1. Scheduler extender
有三種方式爲 kubernetes 添加新的調度規則,包括 predicates 和 priority 功能,本文講解第三種方式
- 第一種,直接在 kubernetes 添加調度規則,重新編譯
- 第二種,實現自己的調度,替換 k8s 的 scheduler
- 第三種,實現 scheduler extender,提供擴展 k8s 調度的一個能力
1.1 http body 結構 ExtenderArgs
設置的 scheduler 會向 extender 服務發起 http 請求,其中將 ExtenderArgs 序列化作爲 body,主要是需要調度的 pod 的信息,以及調度的節點列表。
// ExtenderArgs represents the arguments needed by the extender to filter/prioritize
// nodes for a pod.
type ExtenderArgs struct {
// Pod being scheduled
Pod *v1.Pod
// List of candidate nodes where the pod can be scheduled; to be populated
// only if ExtenderConfig.NodeCacheCapable == false
Nodes *v1.NodeList
// List of candidate node names where the pod can be scheduled; to be
// populated only if ExtenderConfig.NodeCacheCapable == true
NodeNames *[]string
}
1.1.1 讀取 http body
如果使用 github.com/emicklei/go-restful 包比較簡單,直接使用 ReadEntity 讀取到 ExtenderArgs 變量即可
func predicates(r *restful.Request, w *restful.Response) {
var extenderArgs schedulerapi.ExtenderArgs
if err := r.ReadEntity(&extenderArgs); err != nil {
logrus.Errorf("predicate read entity error: %v", err)
w.WriteErrorString(http.StatusInternalServerError, err.Error())
return
}
1.1.2 定義自己的 filter 規則
輪詢所有 node 節點,使用自定義的過略規則,比如 CPU 內存 存儲等指標,通過的加入到 canSchedule,未通的加入到 canNotSchedule,返回結果在 ExtenderFilterResult。
predicateHandler 可以根據情況二定義,比如 CPU,內存 存儲等等指標
func handleFilter(args schedulerapi.ExtenderArgs) *schedulerapi.ExtenderFilterResult {
pod := args.Pod
canSchedule := make([]v1.Node, 0, len(args.Nodes.Items))
canNotSchedule := make(map[string]string)

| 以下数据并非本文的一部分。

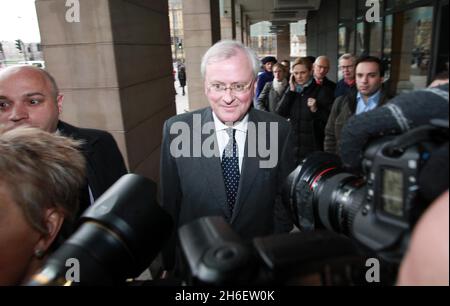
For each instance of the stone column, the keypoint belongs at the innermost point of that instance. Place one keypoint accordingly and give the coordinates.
(201, 30)
(114, 68)
(238, 22)
(284, 45)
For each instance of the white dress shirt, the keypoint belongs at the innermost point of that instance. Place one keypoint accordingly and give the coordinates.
(240, 135)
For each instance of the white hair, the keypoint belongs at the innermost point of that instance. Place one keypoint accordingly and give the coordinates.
(226, 49)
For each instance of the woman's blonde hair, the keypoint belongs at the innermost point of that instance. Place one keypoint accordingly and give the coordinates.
(41, 170)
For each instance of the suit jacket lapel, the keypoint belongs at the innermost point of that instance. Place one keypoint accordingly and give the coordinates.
(248, 173)
(87, 149)
(213, 170)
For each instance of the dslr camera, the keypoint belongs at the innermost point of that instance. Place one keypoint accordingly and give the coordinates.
(378, 204)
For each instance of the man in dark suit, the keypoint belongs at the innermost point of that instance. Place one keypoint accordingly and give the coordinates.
(30, 96)
(223, 171)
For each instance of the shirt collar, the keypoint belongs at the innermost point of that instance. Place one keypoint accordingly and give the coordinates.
(239, 125)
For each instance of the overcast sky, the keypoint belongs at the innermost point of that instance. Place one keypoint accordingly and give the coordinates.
(18, 20)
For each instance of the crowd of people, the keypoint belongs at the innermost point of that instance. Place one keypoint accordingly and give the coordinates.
(51, 172)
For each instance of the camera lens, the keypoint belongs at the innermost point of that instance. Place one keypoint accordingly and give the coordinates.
(322, 194)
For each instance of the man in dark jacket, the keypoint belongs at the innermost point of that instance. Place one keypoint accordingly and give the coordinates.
(30, 96)
(369, 95)
(320, 70)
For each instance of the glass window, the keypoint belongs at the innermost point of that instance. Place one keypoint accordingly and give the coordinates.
(387, 48)
(346, 10)
(360, 39)
(375, 38)
(415, 49)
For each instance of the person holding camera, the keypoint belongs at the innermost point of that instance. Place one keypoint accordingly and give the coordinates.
(225, 178)
(33, 210)
(369, 95)
(426, 260)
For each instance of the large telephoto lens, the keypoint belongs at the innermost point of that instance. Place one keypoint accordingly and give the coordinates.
(321, 193)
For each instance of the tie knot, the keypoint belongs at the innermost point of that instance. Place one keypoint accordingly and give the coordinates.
(231, 147)
(231, 132)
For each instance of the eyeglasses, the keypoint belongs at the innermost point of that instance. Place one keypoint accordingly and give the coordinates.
(347, 67)
(235, 87)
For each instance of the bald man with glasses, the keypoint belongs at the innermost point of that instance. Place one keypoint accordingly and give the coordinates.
(224, 171)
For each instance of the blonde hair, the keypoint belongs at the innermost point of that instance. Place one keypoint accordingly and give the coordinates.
(41, 170)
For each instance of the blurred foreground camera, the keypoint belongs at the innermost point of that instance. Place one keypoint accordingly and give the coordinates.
(379, 206)
(216, 255)
(118, 237)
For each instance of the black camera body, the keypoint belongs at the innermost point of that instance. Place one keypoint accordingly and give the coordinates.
(377, 205)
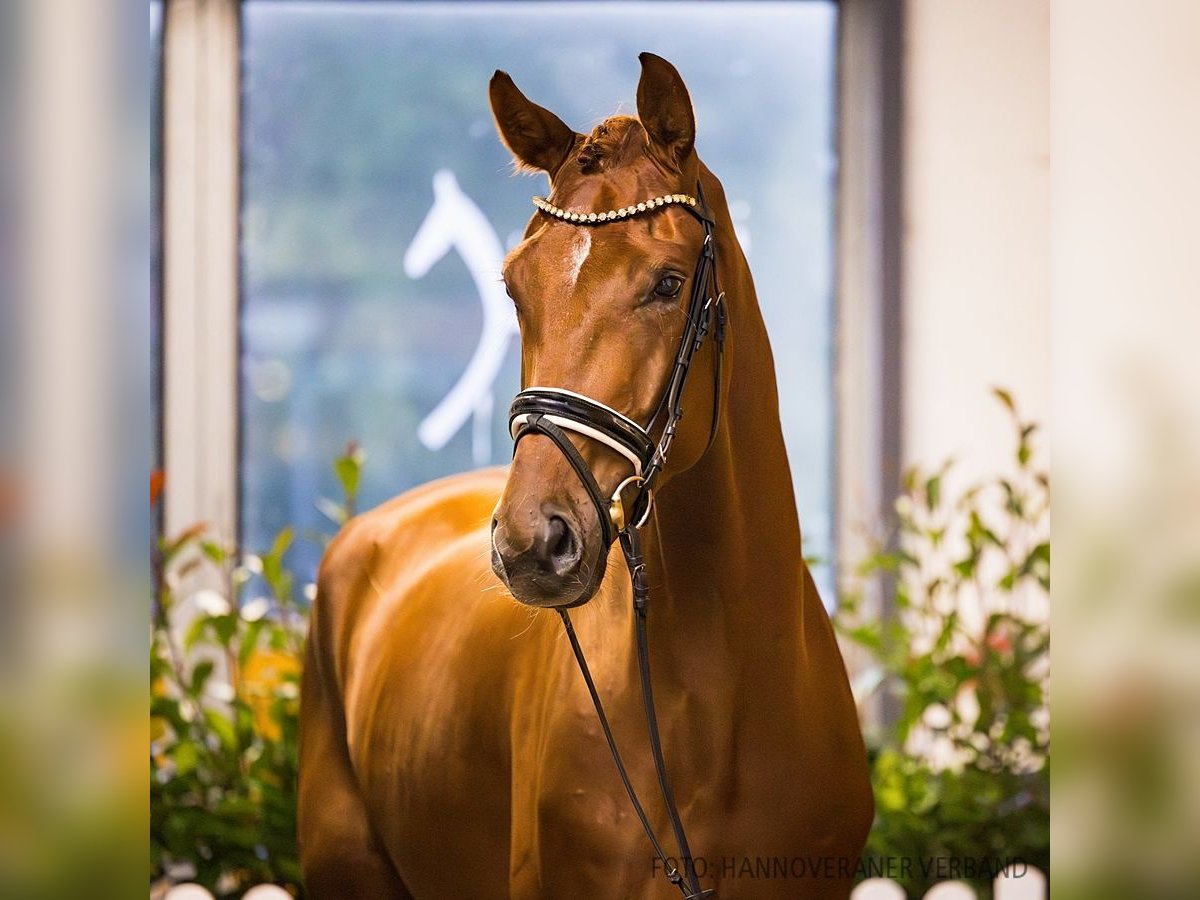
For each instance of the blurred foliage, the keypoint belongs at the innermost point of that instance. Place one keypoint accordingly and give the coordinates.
(960, 669)
(225, 687)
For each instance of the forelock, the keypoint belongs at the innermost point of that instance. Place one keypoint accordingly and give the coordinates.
(612, 143)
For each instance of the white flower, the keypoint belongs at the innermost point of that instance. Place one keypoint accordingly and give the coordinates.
(256, 609)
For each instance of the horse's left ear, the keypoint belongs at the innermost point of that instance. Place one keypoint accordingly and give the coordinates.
(535, 136)
(665, 108)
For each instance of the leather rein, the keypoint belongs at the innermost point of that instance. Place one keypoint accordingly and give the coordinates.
(553, 412)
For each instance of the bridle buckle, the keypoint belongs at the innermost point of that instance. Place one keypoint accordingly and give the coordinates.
(617, 504)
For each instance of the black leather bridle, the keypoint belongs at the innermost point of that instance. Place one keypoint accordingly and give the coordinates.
(553, 412)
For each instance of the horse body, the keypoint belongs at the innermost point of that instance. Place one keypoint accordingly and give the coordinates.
(450, 748)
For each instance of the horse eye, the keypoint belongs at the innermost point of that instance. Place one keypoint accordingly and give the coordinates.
(669, 286)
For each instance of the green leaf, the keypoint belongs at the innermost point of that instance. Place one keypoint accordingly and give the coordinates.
(214, 551)
(185, 756)
(222, 727)
(201, 673)
(348, 469)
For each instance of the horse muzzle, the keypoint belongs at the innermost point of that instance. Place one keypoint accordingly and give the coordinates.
(541, 555)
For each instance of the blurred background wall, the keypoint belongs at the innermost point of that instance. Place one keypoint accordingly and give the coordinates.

for _, node := range args.Nodes.Items {
result, err := predicateHandler(*pod, node)
if err != nil {
canNotSchedule[node.Name] = err.Error()
} else if result {
canSchedule = append(canSchedule, node)
}
}
return &schedulerapi.ExtenderFilterResult{
Nodes: &v1.NodeList{
Items: canSchedule,
},
FailedNodes: canNotSchedule,
Error: "",
}
}
1.2 http response body 結構 ExtenderFilterResult
使用 ExtenderFilterResult 作爲結構告知 scheduler 哪些 node 可以調度,哪些是不可以調度節點
// ExtenderFilterResult represents the results of a filter call to an extender
type ExtenderFilterResult struct {
// Filtered set of nodes where the pod can be scheduled; to be populated
// only if ExtenderConfig.NodeCacheCapable == false
Nodes *v1.NodeList
// Filtered set of nodes where the pod can be scheduled; to be populated
// only if ExtenderConfig.NodeCacheCapable == true
NodeNames *[]string
// Filtered out nodes where the pod can't be scheduled and the failure messages
FailedNodes FailedNodesMap
// Error message indicating failure
Error string
}
2. How the scheduler extender works
2.1 extender scheduler policy 配置文件樣例 policy.yaml
- urlPrefix 是向 scheduler 註冊需要回調服務地址前綴
- enableHttps 是否 https 服務
- nodeCacheCapable :如果設置 NodeCache,那調度器只會傳給 nodenames 列表。如果沒有開啓調度器會把所有 nodeinfo 完整結構都傳遞過來。
{
"kind" : "Policy",
"apiVersion" : "v1",
"predicates" : [
{"name" : "PodFitsHostPorts"},
{"name" : "PodFitsResources"},
{"name" : "NoDiskConflict"},
{"name" : "MatchNodeSelector"},
{"name" : "HostName"}
],
"priorities" : [
{"name" : "LeastRequestedPriority", "weight" : 1},
{"name" : "BalancedResourceAllocation", "weight" : 1},
{"name" : "ServiceSpreadingPriority", "weight" : 1},
{"name" : "EqualPriority", "weight" : 1}
],
"extenders" : [{
"urlPrefix": "http://localhost:8880",
"filterVerb": "predicates",
"prioritizeVerb": "priorities",
"preemptVerb": "preemption",
"bindVerb": "",
"weight": 1,
"enableHttps": false,
"nodeCacheCapable": false
}],
"hardPodAffinitySymmetricWeight" : 10
}
2.2 定義的 KubeSchedulerConfiguration
設置調度器,以及調度算法的配置 policy 文件,使用上文的 2.1 policy.yaml 文件,下文 schedulerConfig.yaml
kube-scheduler 啓動時可以通過 --config=schedulerConfig.yaml 參數可以指定調度策略文件,用戶可以根據需要組裝Predicates 和 Priority函數。選擇不同的過濾函數和優先級函數、控制優先級函數的權重、調整過濾函數的順序都會影響調度過程。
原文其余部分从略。